Non se ne parlava da anni ma da meno di due settimane il caso fa tremare nuovamente il sistema sanitario nazionale: una donna di 59 anni è morta di “mucca pazza” all’ospedale di Ravenna. Un decesso, avvenuto il 5 maggio scorso, che è costato a circa 40 medici l’iscrizione nel registro degli indagati. La paziente era stata trasferita da un reparto all’altro con una diagnosi di sospetta polmonite ma il referto finale attribuisce il decesso al cosiddetto morbo della mucca pazza. Gli interi reparti di malattie infettive e neurologia sono finiti sotto inchiesta nel contesto del fascicolo aperto dal Pm Monica Gargiulo per omicidio colposo. Il morbo di Creuzfeld-Jakob negli anni ’80 provocò un’epidemia in Gran Bretagna. Il Pm adesso ha assegnato l’incarico a un medico legale per effettuare l’autopsia che confermi la diagnosi iltima. L’indagine è stata avviata in seguito alla denuncia presentata dalla figlia della donna scomparsa, tutelata dall’avvocato Francesco Furnari, che nominerà un consulente di parte autorizzato ad assistere all’esame autoptico. Le precise cause della mucca pazza tutt’oggi non sono del tutto conosciute e la cosa più misteriosa riguarda i sintomi che si manifestano solo dopo il periodo di incubazione (possono essere psichiatrici, la perdita progressiva della coordinazione motoria, disturbi sensoriali, demenza, mioclono o contrazione dei muscoli).

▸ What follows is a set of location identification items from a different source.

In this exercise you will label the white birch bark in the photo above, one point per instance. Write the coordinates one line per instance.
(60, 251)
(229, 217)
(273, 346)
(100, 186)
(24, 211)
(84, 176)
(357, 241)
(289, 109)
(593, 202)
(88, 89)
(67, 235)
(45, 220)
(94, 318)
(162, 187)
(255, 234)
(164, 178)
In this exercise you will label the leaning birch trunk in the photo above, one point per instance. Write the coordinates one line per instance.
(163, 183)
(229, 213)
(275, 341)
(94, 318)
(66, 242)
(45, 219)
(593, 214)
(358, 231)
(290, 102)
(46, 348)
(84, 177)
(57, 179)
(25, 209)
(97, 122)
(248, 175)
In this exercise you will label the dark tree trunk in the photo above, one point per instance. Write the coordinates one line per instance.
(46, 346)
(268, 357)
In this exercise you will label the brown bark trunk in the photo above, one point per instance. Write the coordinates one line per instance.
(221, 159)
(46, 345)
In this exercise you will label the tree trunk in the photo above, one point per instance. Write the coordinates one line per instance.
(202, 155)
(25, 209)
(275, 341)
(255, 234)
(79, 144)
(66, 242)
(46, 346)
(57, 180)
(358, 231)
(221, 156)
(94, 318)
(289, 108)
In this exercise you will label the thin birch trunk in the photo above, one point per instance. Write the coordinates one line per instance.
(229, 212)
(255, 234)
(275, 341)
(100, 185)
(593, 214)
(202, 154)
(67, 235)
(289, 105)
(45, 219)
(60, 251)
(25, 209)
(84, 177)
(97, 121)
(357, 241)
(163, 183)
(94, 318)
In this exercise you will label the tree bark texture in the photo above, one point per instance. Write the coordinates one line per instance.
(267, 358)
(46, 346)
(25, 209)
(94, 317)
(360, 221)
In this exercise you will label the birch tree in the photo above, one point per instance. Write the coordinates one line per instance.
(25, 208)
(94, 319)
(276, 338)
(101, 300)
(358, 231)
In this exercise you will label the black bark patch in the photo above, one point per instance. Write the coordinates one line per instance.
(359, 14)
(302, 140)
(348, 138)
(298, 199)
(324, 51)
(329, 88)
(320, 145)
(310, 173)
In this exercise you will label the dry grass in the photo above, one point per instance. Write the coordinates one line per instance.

Di che cosa si tratta per la scienza?
Stando agli esperti, però, la comparsa della malattia neurologica in questione avrebbe per protagonista una forma modificata di una proteina presente nei bovini, il cui nome è prione o proteina prionica cellulare e assimilata a un agente infettivo.
Un incubo quello che si presenta a Ravenna e che riporta la memoria dei più accorti al primo caso di mucca pazza registrato nel Regno Unito nel 1986 quando il laboratorio centrale di veterinaria di Weybridge identificò, in un allevamento nella regione dell’Hampshire, un esemplare dal quadro clinico preoccupante. L’insorgenza della malattia era da ricollegarsi, più che all’uso di farine di carne, a modifiche nel processo di produzione delle stesse: per eliminare l’eccesso di grassi si usavano solventi potenzialmente pericolosi e/o cancerogeni; sospetti di tossicità sul solvente che li doveva sostituire, fecero sì che se ne abbandonasse l’uso, sostituendolo con un processo di semplice pressione, in cui però le temperature raggiunte non erano più in grado di inattivare i prioni, come invece avveniva nell’uso di solventi.
Anni dopo la comunità europea mise al bando definitivamente questa pratica, evitando così il riciclaggio dell’agente infettante attraverso l’utilizzo di carcasse di bovini malati nella produzione di farine di carne e ossi destinate all’alimentazione animale. Nell’ottobre del 2005 inoltre il comitato veterinario dell’Unione europea pose fine al bando che, dalla primavera del 2001, vietava la commercializzazione nell’Unione Europea della carne non disossata (come la bistecca alla fiorentina). Nel 2012 l’Unione europea ha poi ripristinato la possibilità di nutrire il bestiame da allevamento con farine animali.